As of Monday morning there is still no verdict. Daily News
If found guilty does the court or the jury have much sentencing discretion? According to the current criminal code, it looks like the only possible sentence on either count is life without parole. Section 209a of the Calif. Penal Code prescribes life without parole in any kidnapping case in which the victim is held and detained or held for ransom if the kidnapping results in death of the victim. kidnapping code This would be true even if the jury does not necessarily believe Bill Cooks testimony that he did get a ransom note, which was subsequently lost. However, if the Penal Code in 1976 prescribed or allowed a lesser sentence, that code would apply.
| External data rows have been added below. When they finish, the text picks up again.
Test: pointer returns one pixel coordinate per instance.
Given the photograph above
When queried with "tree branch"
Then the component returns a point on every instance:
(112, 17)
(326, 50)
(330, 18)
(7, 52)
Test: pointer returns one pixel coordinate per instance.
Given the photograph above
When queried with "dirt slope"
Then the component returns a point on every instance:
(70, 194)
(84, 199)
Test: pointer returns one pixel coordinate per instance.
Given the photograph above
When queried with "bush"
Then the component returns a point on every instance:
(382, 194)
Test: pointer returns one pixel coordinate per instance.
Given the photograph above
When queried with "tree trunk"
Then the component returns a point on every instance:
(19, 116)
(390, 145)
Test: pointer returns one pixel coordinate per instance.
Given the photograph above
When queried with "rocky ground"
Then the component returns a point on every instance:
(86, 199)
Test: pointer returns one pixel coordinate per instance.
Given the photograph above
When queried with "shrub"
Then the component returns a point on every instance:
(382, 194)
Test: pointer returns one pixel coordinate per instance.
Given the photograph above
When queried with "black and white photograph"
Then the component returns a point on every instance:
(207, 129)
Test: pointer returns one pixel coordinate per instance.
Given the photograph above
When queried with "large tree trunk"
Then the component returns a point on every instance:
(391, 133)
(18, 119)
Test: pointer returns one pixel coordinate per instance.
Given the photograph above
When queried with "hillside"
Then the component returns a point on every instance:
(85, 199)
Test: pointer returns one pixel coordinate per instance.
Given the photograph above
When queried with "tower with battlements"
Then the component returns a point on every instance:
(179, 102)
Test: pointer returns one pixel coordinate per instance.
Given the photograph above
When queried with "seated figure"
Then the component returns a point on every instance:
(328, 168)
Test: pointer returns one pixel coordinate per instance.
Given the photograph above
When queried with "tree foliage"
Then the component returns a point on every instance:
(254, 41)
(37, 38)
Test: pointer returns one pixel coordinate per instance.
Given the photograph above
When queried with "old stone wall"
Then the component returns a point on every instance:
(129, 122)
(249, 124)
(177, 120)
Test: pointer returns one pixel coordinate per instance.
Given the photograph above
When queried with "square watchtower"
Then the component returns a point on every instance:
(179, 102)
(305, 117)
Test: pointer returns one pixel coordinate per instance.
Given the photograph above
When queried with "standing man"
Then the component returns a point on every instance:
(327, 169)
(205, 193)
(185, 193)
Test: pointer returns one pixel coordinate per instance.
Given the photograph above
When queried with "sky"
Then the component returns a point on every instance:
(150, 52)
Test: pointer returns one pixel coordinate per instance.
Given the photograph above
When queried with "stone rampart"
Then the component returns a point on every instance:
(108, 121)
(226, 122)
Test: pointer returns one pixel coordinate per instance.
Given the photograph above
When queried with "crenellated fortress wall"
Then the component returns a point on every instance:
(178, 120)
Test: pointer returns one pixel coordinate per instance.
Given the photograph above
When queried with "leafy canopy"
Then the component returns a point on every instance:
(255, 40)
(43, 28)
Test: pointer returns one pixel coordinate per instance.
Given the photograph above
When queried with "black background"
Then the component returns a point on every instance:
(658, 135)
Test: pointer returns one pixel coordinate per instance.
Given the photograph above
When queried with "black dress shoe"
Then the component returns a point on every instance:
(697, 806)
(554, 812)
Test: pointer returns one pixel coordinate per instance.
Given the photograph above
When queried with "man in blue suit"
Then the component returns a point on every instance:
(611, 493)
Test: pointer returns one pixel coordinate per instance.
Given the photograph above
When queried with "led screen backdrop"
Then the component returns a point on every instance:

I'm not a lawyer and that would be beyond my couch potato research ability.
On the murder count, if the jury convicts and finds special circumstances, the only possible sentences are life without parole and death, but the prosecution has said it will not seek the death penalty. Section 190.2 of the Cal. Penal Code defines most of the special circumstances. special circumstances (scroll down) The one that would certainly apply to this case is number 10. The victim was killed to keep him from talking. Also, number 1, that the victim was killed for financial gain, would apply if the jury believes that they were trying to get money from the Cook family. Again, if the law was different in 1976, the penalty could be different.
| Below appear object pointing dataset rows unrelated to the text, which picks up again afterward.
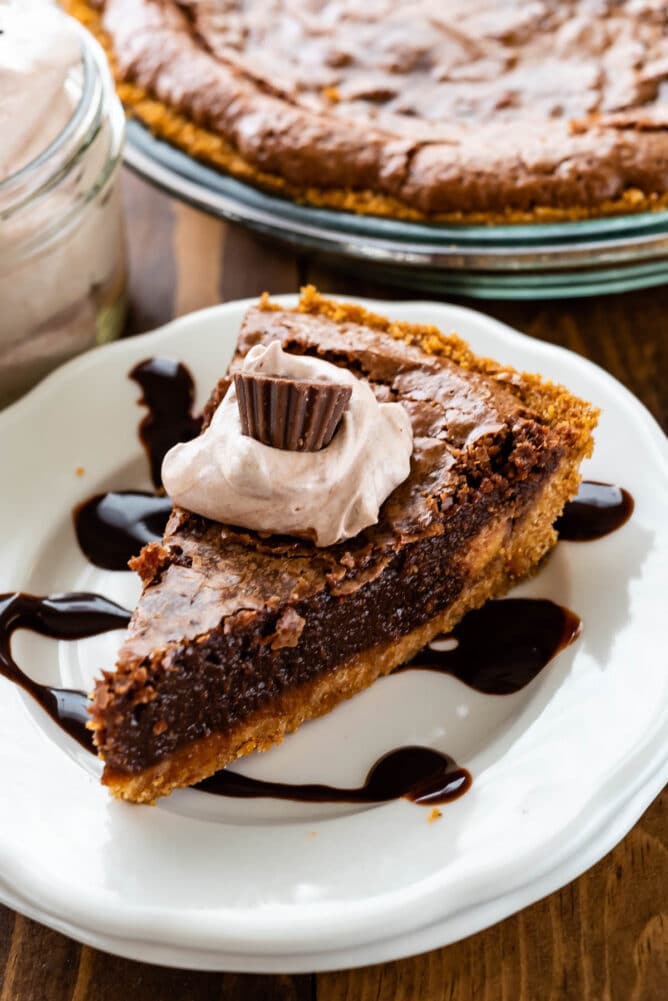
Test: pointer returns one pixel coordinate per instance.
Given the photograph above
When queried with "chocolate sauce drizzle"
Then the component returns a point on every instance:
(422, 775)
(497, 650)
(502, 647)
(168, 392)
(60, 617)
(598, 510)
(112, 528)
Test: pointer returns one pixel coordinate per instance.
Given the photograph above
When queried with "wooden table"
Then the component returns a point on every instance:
(603, 937)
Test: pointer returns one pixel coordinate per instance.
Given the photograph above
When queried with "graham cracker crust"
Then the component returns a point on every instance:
(502, 555)
(209, 147)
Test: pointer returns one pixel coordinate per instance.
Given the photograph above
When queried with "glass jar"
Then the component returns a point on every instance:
(62, 252)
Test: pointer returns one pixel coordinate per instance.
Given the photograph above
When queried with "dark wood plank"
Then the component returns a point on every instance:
(602, 938)
(149, 226)
(252, 264)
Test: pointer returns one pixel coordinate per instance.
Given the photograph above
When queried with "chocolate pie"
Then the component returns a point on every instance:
(473, 110)
(241, 636)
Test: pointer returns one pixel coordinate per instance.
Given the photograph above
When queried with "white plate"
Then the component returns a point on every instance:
(561, 771)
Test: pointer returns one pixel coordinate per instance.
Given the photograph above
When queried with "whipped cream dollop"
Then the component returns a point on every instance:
(324, 495)
(40, 49)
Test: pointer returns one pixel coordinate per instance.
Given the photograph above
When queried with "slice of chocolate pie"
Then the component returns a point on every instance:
(244, 632)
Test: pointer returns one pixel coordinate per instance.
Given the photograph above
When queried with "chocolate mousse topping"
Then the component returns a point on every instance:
(241, 636)
(289, 413)
(422, 108)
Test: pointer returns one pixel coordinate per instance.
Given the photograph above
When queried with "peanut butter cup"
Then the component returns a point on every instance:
(239, 637)
(289, 413)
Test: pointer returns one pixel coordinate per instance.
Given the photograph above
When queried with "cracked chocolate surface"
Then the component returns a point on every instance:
(469, 106)
(230, 619)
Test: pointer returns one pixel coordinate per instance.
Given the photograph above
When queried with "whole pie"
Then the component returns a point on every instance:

Would Nelson actually stay in prison until he is taken out feet first? Since the law giving the court the option of death or life without parole was enacted, I don't think anyone has been released. Governor Gray Davis didn't even release anyone with a 25 to life sentence, for fear of being attacked as a liberal wuss. However, I wouldn't count on it. The state is under a court order to reduce the prison inmate population and one report recommends that people who have served 20 years and are over 60 years old be considered for release even if their crime was murder (but not sex predators). I'm not optimistic about the California economy, and it is likely that the prison problems we have now will be as bad or worse in 20 years.
Another possibility is that the court will offer Nelson a post-conviction deal to testify against Suzanne Aubrey and any other possible defendants. This would make sense for the prosecution, because their case against Aubrey is not as strong.